大陸が北と南に区分されており、丁度くびれのようにやや細くなり始めたあたりまでが帝国領土である。
南北合わせても最大の版図を誇るが故に、端から端へと移動するにも時間がかかるのが難点なのだが、帝国はそれを鉄道を使うことで解決した。
列車や車といった移動手段があり、一日とかからずほぼ大陸を横断できるという強みが、帝国を世界最大の強国へと押し上げたのは言うまでもなく、今はその恩恵を受けることができない悲しみを手頃なオーガにぶつけている。
(まったく、せめて、鉄道跡、でも、残っていれば! もっと、楽に、移動できた、のに!)
サンドバックと化したオーガにワンツーパンチでフィニッシュを決めると、俺は大きく息を吐いて手頃な岩に腰掛ける。
本拠点を出発し早三日目――空を見上げようにもこの鬱蒼とした森の中では僅かな隙間からしか見えず、まだ昼間だと言うのに薄暗い環境に俺は少々滅入ってしまった。
同じ環境が続きすぎるというのも良くない。
元々帝国南部は開発が遅れ、自然豊かな土地が多かった。
(いや、地理的な都合で開発ができない部分が多かったという方が正しいか?)
特に南西部はエルフ領との兼ね合いもあってか、ほぼ手つかずのままであり、あまり大きくはないが山脈があるおかげで防衛に兵を回す必要がなく、結果として帝国でも有数の狩場として親しまれていた部分もあった。

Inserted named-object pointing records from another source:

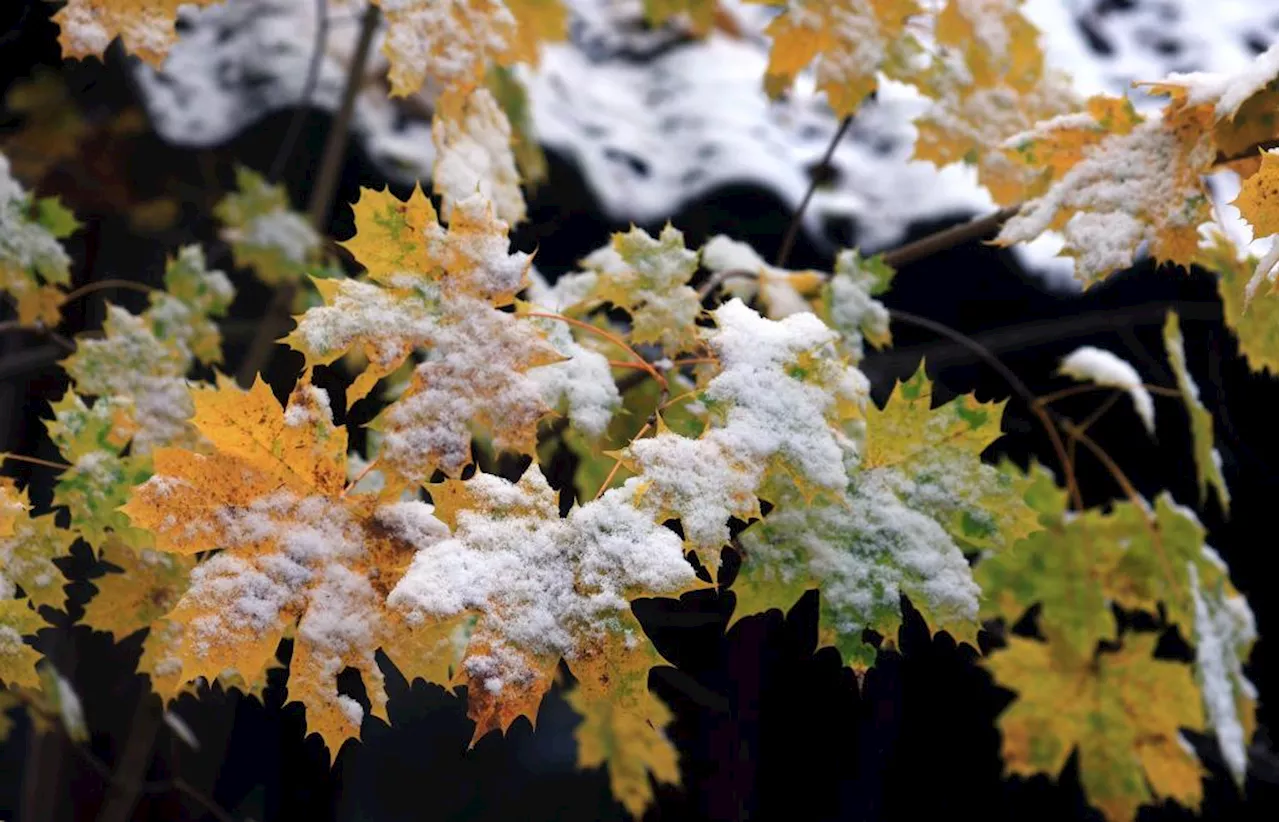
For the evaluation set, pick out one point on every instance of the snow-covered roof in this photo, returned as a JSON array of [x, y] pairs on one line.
[[656, 119]]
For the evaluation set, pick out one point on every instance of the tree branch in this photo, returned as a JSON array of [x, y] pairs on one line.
[[321, 200], [789, 240]]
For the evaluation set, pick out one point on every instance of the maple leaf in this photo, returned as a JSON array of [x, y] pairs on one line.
[[848, 301], [583, 382], [919, 497], [622, 720], [972, 124], [649, 279], [448, 44], [402, 245], [1258, 200], [777, 412], [511, 94], [100, 476], [1255, 323], [146, 27], [699, 16], [27, 549], [597, 455], [145, 587], [435, 290], [27, 544], [1260, 204], [1130, 182], [32, 261], [1121, 712], [1237, 110], [850, 40], [999, 44], [781, 292], [472, 154], [265, 233], [144, 359], [17, 658], [478, 377], [1225, 633], [296, 556], [544, 587], [1208, 464], [129, 361]]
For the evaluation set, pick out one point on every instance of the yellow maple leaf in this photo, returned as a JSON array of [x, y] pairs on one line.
[[451, 42], [1258, 200], [27, 549], [296, 555], [999, 44], [476, 380], [147, 585], [1256, 323], [402, 245], [146, 27], [1161, 200], [1123, 713], [474, 154], [648, 277], [850, 40], [622, 721], [543, 587], [17, 658]]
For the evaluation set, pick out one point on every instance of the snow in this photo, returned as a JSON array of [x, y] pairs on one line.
[[1104, 368], [768, 409], [1224, 626], [69, 708], [475, 156], [475, 373], [584, 382], [1228, 91], [24, 245], [543, 583], [653, 133]]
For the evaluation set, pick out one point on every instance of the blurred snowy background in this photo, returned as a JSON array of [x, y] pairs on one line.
[[657, 118]]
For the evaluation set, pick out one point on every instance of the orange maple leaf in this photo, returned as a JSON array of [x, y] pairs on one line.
[[296, 556]]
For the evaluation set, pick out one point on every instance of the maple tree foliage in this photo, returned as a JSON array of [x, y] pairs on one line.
[[231, 523]]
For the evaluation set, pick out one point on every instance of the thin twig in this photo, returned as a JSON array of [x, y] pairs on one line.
[[718, 279], [18, 457], [1084, 388], [100, 284], [309, 87], [321, 199], [1014, 383], [1107, 462], [789, 240], [947, 238], [613, 338]]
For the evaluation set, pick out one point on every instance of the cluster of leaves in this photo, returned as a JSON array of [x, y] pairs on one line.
[[237, 523]]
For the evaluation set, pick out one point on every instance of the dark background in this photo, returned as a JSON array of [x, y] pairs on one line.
[[767, 726]]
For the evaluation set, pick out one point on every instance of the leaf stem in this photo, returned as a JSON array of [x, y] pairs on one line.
[[613, 338]]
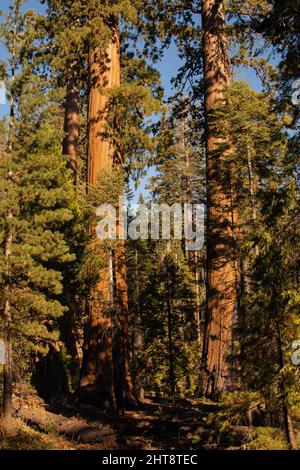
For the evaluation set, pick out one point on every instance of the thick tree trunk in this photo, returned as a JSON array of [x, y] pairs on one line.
[[7, 385], [105, 375], [221, 280]]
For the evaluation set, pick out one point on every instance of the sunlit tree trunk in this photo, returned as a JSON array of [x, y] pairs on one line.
[[8, 373], [105, 375], [221, 276]]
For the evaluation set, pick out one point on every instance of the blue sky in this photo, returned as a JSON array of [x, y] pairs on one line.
[[167, 67]]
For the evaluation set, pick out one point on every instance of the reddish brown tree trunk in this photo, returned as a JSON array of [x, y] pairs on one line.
[[221, 281], [70, 149], [105, 375], [72, 123]]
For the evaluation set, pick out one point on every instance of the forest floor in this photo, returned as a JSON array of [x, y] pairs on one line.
[[154, 426]]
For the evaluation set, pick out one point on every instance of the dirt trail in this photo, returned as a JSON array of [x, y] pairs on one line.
[[154, 426]]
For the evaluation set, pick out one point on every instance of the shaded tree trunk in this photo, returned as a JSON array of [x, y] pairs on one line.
[[8, 379], [221, 279]]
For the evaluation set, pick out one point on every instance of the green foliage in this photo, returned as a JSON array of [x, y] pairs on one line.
[[267, 439]]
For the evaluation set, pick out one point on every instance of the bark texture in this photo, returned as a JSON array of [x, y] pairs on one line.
[[105, 376], [221, 276], [72, 123]]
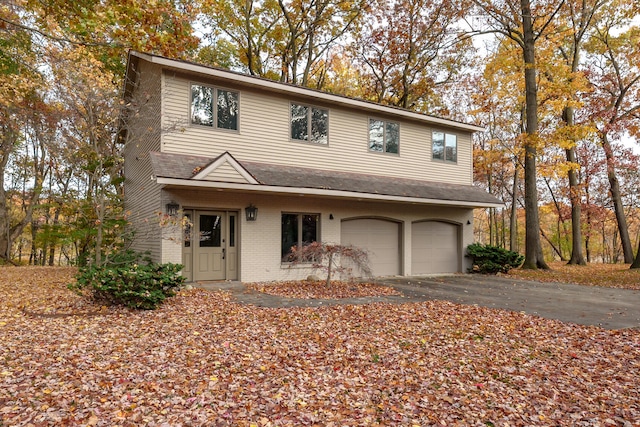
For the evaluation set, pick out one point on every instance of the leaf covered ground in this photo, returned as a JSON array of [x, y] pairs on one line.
[[306, 289], [203, 360], [609, 275]]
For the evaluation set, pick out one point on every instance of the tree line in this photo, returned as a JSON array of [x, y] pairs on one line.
[[555, 83]]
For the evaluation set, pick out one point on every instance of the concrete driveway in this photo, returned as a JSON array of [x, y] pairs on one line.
[[607, 308]]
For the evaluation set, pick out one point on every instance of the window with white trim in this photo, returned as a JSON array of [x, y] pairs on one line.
[[214, 107], [298, 229], [309, 124], [384, 136], [444, 147]]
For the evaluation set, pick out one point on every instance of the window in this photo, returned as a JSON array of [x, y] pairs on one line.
[[225, 113], [384, 136], [309, 124], [298, 230], [445, 147]]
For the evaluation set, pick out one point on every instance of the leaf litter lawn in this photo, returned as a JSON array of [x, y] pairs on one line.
[[203, 360]]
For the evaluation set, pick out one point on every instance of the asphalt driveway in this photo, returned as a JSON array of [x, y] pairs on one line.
[[607, 308]]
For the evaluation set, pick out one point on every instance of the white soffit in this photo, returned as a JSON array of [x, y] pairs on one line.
[[259, 82]]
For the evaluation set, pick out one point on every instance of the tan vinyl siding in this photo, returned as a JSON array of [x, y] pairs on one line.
[[263, 136], [142, 195]]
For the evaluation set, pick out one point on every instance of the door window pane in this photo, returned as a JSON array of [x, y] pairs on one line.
[[289, 234], [187, 231], [227, 109], [210, 231], [232, 231], [309, 229]]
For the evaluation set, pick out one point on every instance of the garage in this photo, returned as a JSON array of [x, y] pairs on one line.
[[435, 248], [381, 238]]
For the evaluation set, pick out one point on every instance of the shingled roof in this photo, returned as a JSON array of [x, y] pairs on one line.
[[185, 167]]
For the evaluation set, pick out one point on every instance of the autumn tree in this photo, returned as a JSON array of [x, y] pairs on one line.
[[409, 49], [525, 25], [281, 40], [614, 103], [24, 128], [578, 17], [82, 46]]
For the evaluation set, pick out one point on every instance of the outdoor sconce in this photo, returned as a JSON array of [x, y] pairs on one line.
[[251, 212], [172, 209]]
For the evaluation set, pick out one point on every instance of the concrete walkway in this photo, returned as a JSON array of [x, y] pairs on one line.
[[608, 308]]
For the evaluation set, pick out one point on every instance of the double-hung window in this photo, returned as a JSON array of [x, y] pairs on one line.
[[214, 107], [298, 229], [384, 136], [445, 147], [309, 124]]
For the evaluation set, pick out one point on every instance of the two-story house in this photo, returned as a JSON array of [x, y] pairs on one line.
[[259, 166]]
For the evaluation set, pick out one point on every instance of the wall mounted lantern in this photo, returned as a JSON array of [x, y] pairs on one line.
[[172, 209], [251, 212]]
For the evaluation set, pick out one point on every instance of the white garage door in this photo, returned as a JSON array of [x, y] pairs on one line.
[[380, 238], [434, 248]]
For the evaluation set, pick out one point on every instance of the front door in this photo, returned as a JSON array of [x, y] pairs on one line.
[[214, 249]]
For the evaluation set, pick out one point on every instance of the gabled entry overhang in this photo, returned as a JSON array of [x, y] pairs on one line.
[[335, 194]]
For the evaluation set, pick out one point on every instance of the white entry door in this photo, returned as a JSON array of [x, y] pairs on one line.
[[215, 249]]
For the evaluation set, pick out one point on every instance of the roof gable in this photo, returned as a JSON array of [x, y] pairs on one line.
[[313, 95], [225, 169]]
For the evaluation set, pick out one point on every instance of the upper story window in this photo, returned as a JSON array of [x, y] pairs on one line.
[[214, 107], [384, 136], [445, 147], [309, 124]]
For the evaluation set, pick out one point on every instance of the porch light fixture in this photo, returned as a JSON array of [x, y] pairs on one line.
[[172, 209], [251, 212]]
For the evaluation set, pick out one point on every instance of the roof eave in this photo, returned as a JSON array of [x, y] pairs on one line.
[[303, 191], [274, 86]]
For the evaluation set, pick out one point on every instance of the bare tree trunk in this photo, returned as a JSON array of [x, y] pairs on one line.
[[636, 262], [533, 249], [513, 220], [577, 258], [616, 197]]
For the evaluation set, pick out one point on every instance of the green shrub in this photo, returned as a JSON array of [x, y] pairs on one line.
[[129, 279], [489, 259]]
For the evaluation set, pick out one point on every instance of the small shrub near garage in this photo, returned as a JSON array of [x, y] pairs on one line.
[[489, 259], [129, 279]]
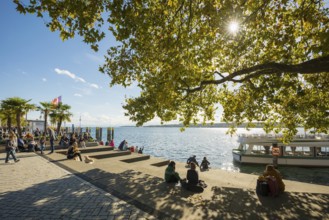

そんなわけで需要というものができてしまった以上、臣民の声を無視して開発に踏み切ることができなかったという事情から「いっそ狩場にしてしまえ」と整えられた世にも珍しいモンスター養殖場があった土地である。
つまり、俺は帝国西部のエルフ領に近い地域からほぼ真南に向かったことで、この人工的に作られた楽園を進んでいる。
正直に言おう。
(こんなニッチなレジャー施設なんて覚えてるわけないだろ!)
朽ちた看板を見てようやくその存在を思い出したのだから、モンスターハントという趣味がマイノリティであったことは間違いない。
そもそも巨大生物との戦いはゲームの中だけで十分である――とそこそこデカイモンスターが曰う。
さて、うめき声一つ上げなくなったオーガを木から下ろしてこの場から立ち去る。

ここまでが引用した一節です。